The real purpose of the Diet, for Meiji leaders like Itō and especially his hardline Chōshū ally Yamagata Aritomo – who regarded party politics as an immoral tussle over power, and ‘public opinion’ as a barely legitimate concept – was in fact two-fold. First, as a safe means of letting the opinionated feel important and effective; and secondly
, as yet another way (alongside schools, conscription, newspapers and imperial rescripts) in which the will of those really in charge might be communicated to the public. That real power lay with the executive: the Cabinet, with its Ministers of State, who remained separate from the Lower House (‘transcendent’ was the preferred term) and independent of any interference by the judiciary. The only true leverage enjoyed by elected politicians under the new Constitution was the ability to refuse to pass the annual budget.
People’s freedoms were, on paper, extensive, spanning movement, property, free speech, religion, assembly and privacy of correspondence. But all were vulnerable to restriction by law or by (very flexible) considerations of the public peace. Similarly, although management of the press via legislation seemed at first to augur a more liberal regulatory regime, the Cabinet could still use imperial directives to intervene with editors and publishers. A Newspaper Law in 1909 added to those powers, enabling the complete banning of a particular edition of a publication (and the seizure of all copies) without resort to the courts. In the early days of the Meiji era, the Council of State had encouraged journalistic discussion of national matters, but had made clear that books and newspapers would be subject to scrutiny and ‘irresponsible criticism’ would not be tolerated. In this new constitutional era, the thinking remained very much the same.

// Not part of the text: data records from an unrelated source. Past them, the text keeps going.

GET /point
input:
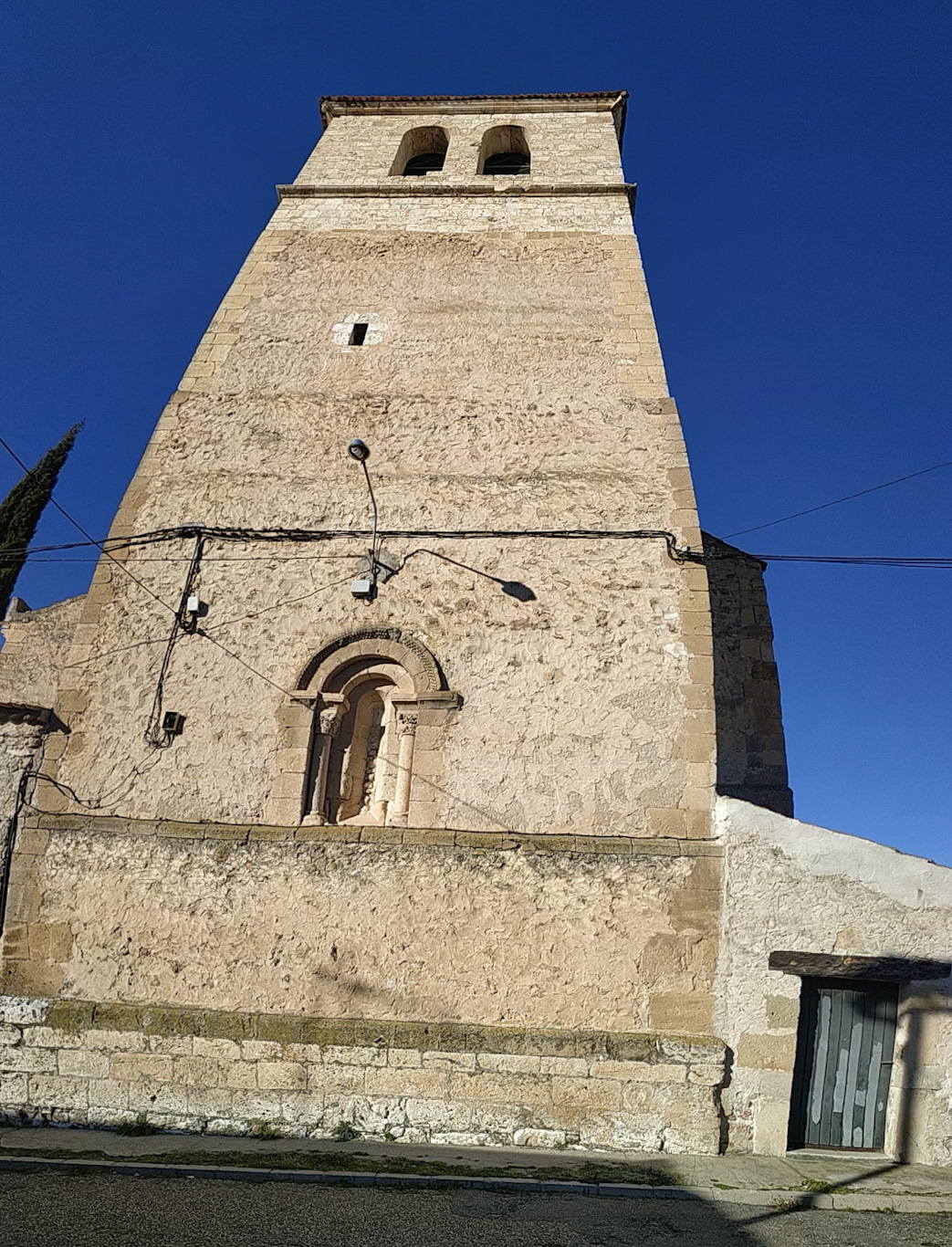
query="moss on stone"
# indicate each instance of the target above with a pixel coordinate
(278, 1028)
(70, 1015)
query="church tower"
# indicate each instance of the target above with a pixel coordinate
(456, 282)
(443, 782)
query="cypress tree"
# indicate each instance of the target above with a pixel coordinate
(21, 509)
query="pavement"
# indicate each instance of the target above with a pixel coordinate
(842, 1181)
(109, 1210)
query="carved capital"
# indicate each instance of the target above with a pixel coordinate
(330, 719)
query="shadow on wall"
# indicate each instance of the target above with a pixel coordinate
(908, 1053)
(751, 752)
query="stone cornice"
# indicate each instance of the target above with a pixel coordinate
(419, 187)
(392, 837)
(410, 105)
(439, 1036)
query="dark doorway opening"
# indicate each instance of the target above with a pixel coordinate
(843, 1063)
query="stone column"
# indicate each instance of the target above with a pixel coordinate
(328, 721)
(399, 810)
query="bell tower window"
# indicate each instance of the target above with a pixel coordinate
(367, 700)
(422, 151)
(505, 152)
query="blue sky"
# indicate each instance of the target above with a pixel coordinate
(792, 208)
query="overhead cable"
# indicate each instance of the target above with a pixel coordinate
(836, 501)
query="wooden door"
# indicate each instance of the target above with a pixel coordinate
(843, 1060)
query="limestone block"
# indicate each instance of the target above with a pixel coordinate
(781, 1012)
(27, 1060)
(202, 1072)
(449, 1060)
(638, 1072)
(419, 1084)
(586, 1095)
(282, 1076)
(81, 1064)
(239, 1075)
(157, 1097)
(115, 1040)
(13, 1090)
(681, 1011)
(54, 1091)
(767, 1052)
(207, 1103)
(404, 1058)
(141, 1066)
(108, 1094)
(505, 1063)
(337, 1079)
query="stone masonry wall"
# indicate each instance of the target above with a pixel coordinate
(616, 934)
(35, 646)
(751, 752)
(514, 381)
(201, 1070)
(794, 886)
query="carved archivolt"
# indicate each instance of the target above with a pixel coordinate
(392, 643)
(368, 687)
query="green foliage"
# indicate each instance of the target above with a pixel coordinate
(140, 1126)
(265, 1130)
(21, 509)
(344, 1131)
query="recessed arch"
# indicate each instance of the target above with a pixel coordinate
(365, 692)
(384, 644)
(422, 151)
(505, 151)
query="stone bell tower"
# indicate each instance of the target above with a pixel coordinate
(455, 281)
(460, 814)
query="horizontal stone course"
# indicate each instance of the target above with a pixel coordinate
(419, 1082)
(389, 837)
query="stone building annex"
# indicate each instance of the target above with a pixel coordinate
(476, 828)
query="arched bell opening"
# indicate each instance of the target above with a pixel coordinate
(504, 151)
(422, 151)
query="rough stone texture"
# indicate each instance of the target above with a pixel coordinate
(512, 379)
(420, 1084)
(569, 147)
(35, 644)
(340, 927)
(791, 885)
(21, 739)
(751, 753)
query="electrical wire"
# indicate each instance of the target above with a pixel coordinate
(92, 540)
(836, 501)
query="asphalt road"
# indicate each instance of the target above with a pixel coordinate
(57, 1210)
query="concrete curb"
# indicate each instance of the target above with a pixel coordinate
(779, 1200)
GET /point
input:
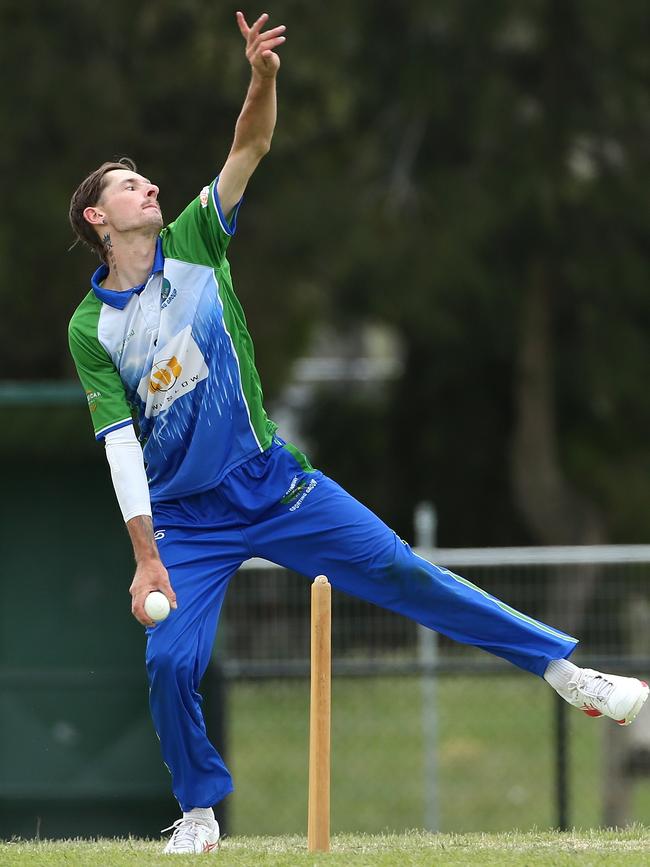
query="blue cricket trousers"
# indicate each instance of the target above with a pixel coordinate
(271, 507)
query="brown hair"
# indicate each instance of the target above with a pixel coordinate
(88, 194)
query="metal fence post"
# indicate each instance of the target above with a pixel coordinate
(425, 521)
(561, 763)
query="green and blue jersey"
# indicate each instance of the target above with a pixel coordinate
(175, 355)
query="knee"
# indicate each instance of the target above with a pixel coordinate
(165, 663)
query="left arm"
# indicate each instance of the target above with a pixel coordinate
(256, 122)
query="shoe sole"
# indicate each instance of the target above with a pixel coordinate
(634, 712)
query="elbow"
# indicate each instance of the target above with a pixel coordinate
(262, 147)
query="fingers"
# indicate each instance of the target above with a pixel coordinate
(243, 26)
(254, 33)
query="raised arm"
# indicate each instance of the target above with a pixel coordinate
(256, 122)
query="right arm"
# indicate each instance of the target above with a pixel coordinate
(150, 574)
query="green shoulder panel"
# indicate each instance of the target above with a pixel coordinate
(104, 389)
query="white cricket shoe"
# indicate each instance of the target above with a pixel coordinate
(192, 836)
(620, 698)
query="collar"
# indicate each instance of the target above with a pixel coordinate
(120, 299)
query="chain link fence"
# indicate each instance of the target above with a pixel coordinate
(427, 732)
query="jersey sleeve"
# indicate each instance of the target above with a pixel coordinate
(109, 408)
(201, 233)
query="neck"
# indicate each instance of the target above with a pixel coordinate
(129, 258)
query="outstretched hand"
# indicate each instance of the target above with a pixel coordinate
(260, 44)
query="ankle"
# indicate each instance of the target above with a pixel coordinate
(560, 672)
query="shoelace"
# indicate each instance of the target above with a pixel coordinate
(596, 688)
(184, 832)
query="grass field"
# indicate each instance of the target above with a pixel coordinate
(495, 757)
(414, 849)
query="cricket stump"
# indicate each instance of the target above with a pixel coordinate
(320, 708)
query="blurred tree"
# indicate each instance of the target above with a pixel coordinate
(472, 173)
(504, 229)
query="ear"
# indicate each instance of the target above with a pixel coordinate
(94, 217)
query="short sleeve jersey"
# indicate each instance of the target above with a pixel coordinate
(175, 355)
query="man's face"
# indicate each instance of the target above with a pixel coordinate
(130, 202)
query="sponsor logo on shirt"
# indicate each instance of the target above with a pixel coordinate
(167, 294)
(176, 370)
(164, 374)
(92, 397)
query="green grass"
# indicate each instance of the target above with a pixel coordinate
(415, 848)
(496, 757)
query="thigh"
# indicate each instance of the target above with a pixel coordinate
(327, 531)
(201, 555)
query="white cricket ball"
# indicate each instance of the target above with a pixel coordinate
(156, 605)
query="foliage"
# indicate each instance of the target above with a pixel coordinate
(429, 161)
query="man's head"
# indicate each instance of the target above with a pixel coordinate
(114, 199)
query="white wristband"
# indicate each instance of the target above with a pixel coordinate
(124, 455)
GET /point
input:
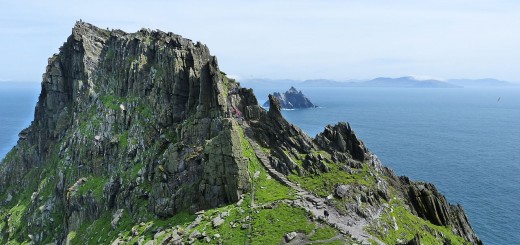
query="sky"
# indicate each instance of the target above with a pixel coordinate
(300, 39)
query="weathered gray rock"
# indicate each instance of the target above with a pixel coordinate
(144, 125)
(290, 236)
(292, 99)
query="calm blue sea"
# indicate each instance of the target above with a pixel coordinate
(464, 141)
(17, 102)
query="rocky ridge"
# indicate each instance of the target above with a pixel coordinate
(140, 138)
(292, 99)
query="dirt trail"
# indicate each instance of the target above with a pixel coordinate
(346, 224)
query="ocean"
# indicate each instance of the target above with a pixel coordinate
(17, 102)
(465, 141)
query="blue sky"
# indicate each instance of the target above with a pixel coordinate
(290, 39)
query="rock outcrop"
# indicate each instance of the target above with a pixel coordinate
(135, 135)
(292, 99)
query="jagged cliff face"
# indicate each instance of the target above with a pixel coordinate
(292, 99)
(133, 131)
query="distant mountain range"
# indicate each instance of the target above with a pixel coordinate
(383, 82)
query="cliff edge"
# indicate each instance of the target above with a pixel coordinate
(292, 99)
(140, 138)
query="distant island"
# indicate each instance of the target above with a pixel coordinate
(292, 99)
(383, 82)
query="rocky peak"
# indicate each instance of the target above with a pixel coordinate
(134, 131)
(293, 90)
(291, 99)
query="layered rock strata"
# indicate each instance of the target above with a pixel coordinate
(134, 129)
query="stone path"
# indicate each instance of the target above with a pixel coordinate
(352, 225)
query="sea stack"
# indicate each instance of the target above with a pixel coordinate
(139, 138)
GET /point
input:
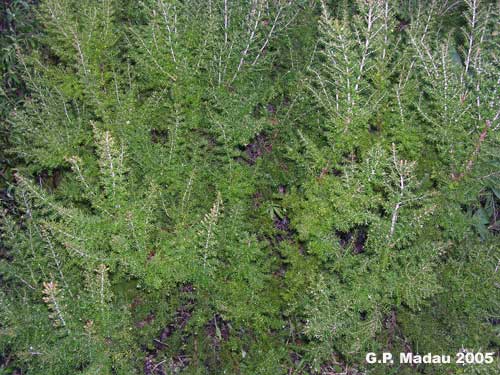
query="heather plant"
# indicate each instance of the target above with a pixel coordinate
(253, 187)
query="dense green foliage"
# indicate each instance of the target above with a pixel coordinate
(252, 187)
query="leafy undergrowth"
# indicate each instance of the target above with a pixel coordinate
(252, 187)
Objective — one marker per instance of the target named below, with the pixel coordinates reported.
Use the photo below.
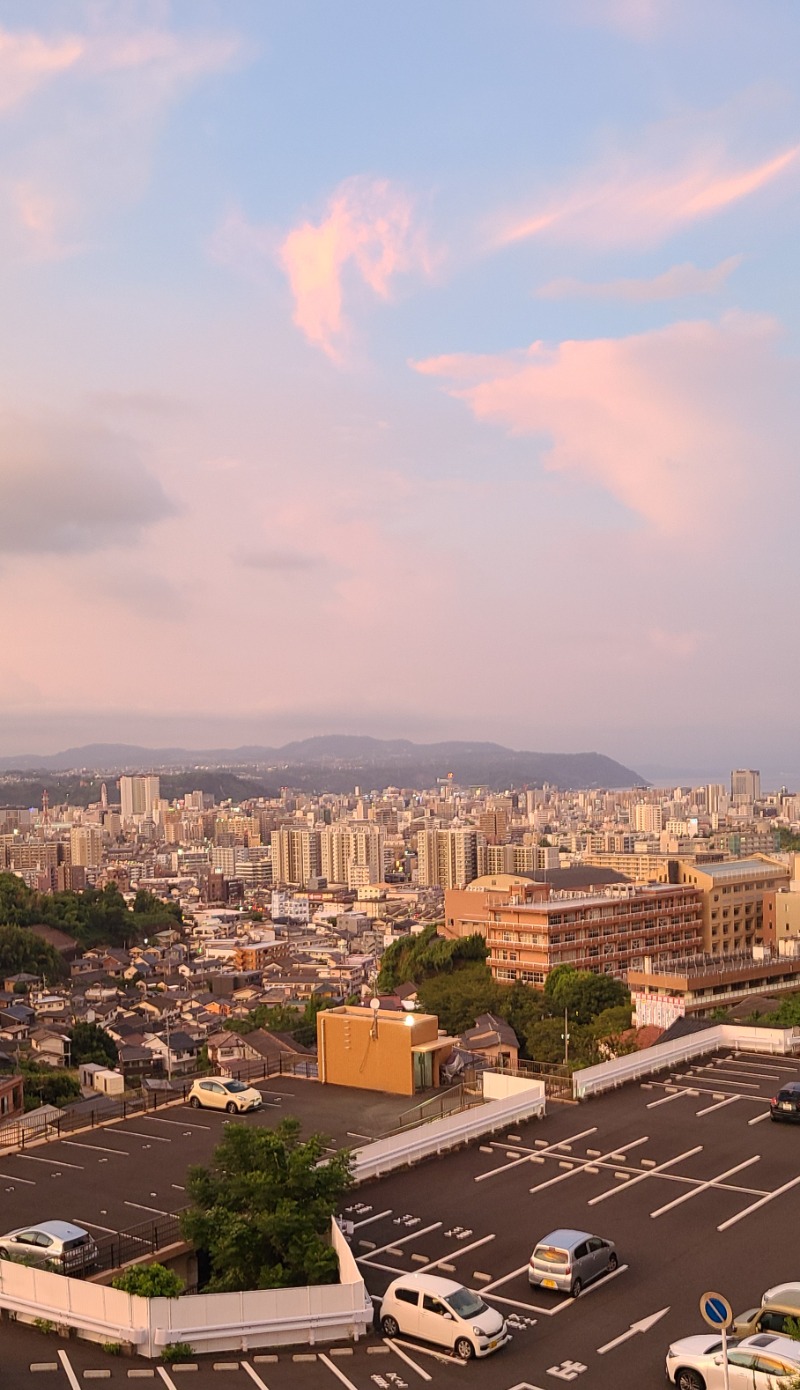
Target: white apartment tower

Japan’s first ever nationwide elections, in 1890, were greeted with a 97 per cent turnout amongst eligible voters. The two major parties by 1890 were a reformed Jiyūtō and Kaishintō, channelling anger at government leaders for their failure to revise the unequal treaties and for the high taxes to which they were subjecting the wealthy farmers and merchants who made up the majority both of the voting public and their newly elected representatives. Most of the latter were young – two-thirds were below the age of forty-three – and from this point on Japan began to establish a tradition of returning the same people, and often their sons or other relatives after them, time after time to public office. Other new electoral traditions included government bribery of Diet members (Yamagata enjoyed an imperial palace purse of nearly a million yen to this end in 1892) and the use of the police and hired thugs to try to swing key election outcomes. No party whose members or allies controlled the Home Ministry ever lost a Lower House election.